Er zijn slechts drie Nederlanden geweest, die dezen titel gevoerd hebben i): de schout-bij-nacht A. A. Buyskes, de legercommandant H. M. de Kock en de luitenant-generaal D. J. de Eerens; de eerste was adjunct onder Daendels, de tweede onder Van der Capellen en Du Bus, de derde onder Baud. Van dit drietal is alleen De Eerens later landvoogd geworden en daarom komt slechts hij in deze serie voor. Voor zoover ik er in geslaagd ben de namen der schilders op te sporen, zijn die onder de reproducties vermeld. Van picturale beschouwingen heb ik mij, als leek op dit gebied, onthouden. Slechts één opmerking zou ik mij willen veroorloven: De schilder/reiziger De Bruin vertelt 2), hoe hij in 1706 te Batavia het portret van den G.G. Van Hoorn schilderde, en ook aan dat van diens voorganger en schoonvader, Mr. Willem van Outhoorn, begon. "Evenwel kon ik aen de afbeeldinge des ouden Generaels niet anders ten einde brengen dan de troni, ten deele om de onpasselijkheit van dezen Heer. ten deele om het opkomen van andere beletselen". Het lijkt mij niet te boud aan te nemen, dat het portret in de Landsverzameling na De Bruin's kort daarop gevolgd vertrek vervaardigd is door een anonymus, naar de schets van De Bruin. De tekst geeft niet meer dan een beknopt overzicht van de loopbaan der afgebeelden. Indien daarover vaststaande gegevens tot mijn beschikking kwamen, heb ik ook kenmerkende bijzonderheden over hun karakter medegedeeld: een portret wordt daardoor dikwijls te sprekender.

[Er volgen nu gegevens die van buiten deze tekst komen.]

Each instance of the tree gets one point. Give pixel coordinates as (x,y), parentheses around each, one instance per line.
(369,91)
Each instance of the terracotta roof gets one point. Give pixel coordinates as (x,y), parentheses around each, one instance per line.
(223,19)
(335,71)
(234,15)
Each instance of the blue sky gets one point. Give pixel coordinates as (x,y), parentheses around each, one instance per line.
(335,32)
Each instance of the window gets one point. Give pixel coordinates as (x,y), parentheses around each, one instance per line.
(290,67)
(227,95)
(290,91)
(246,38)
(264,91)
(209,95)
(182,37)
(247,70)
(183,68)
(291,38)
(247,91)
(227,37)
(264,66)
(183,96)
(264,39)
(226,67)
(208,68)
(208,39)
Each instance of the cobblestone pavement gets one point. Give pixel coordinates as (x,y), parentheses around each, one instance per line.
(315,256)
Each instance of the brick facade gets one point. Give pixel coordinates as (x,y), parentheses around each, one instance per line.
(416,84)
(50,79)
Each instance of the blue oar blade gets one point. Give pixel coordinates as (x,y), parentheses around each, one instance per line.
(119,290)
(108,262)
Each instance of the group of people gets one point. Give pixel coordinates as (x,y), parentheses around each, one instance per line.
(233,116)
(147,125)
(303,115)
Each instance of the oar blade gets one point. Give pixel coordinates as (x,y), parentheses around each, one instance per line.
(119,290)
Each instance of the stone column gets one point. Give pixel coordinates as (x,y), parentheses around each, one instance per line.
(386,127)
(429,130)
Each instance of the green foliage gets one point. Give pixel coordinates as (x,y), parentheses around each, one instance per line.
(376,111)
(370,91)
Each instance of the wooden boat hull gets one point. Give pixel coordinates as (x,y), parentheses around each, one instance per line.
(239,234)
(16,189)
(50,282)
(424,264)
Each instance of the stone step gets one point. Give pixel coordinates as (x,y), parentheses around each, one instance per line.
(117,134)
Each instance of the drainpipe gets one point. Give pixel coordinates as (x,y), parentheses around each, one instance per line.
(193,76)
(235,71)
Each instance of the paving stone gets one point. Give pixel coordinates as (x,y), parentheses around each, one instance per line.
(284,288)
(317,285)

Van de nog in leven zijnde oud-Gouverneurs-Generaal is, getrouw aan de goede gewoonte der meeste biografische werken, geen levensbericht opgenomen. Ten slotte de mededeeling, dat de hier volgende serie portretten eveneens zal worden opgenomen in een binnenkort verschijnende geheel herziene herdruk van het standaardwerk van M. A. VAN RHEDE VAN DER KLOOT, De Gouverneur-iGeneraal en Commissarissen- Generaal van Nederlandschflndiè'.
Moge dit boekje in breeden kring belangstelling wekken en er toe bijdragen ook de niet met Indië bekende landgenooten te doen beseffen, dat daar aan den evenaar een ,,erfdeel der vaderen" ligt.
Den Haag, lente 1941. T. W. Stapel
1) Tijdens het Engelsche interregnum werden Java en Onderhoorigheden bestuurd door een Lieutenant-Governor, als hoedanig Thomas Stamford Raffles en John Fendall werkzaam zijn geweest.
2) Cornelis de Bruin, Reizen over Moskovië, door Persië en Indië. Amsterdam 1714.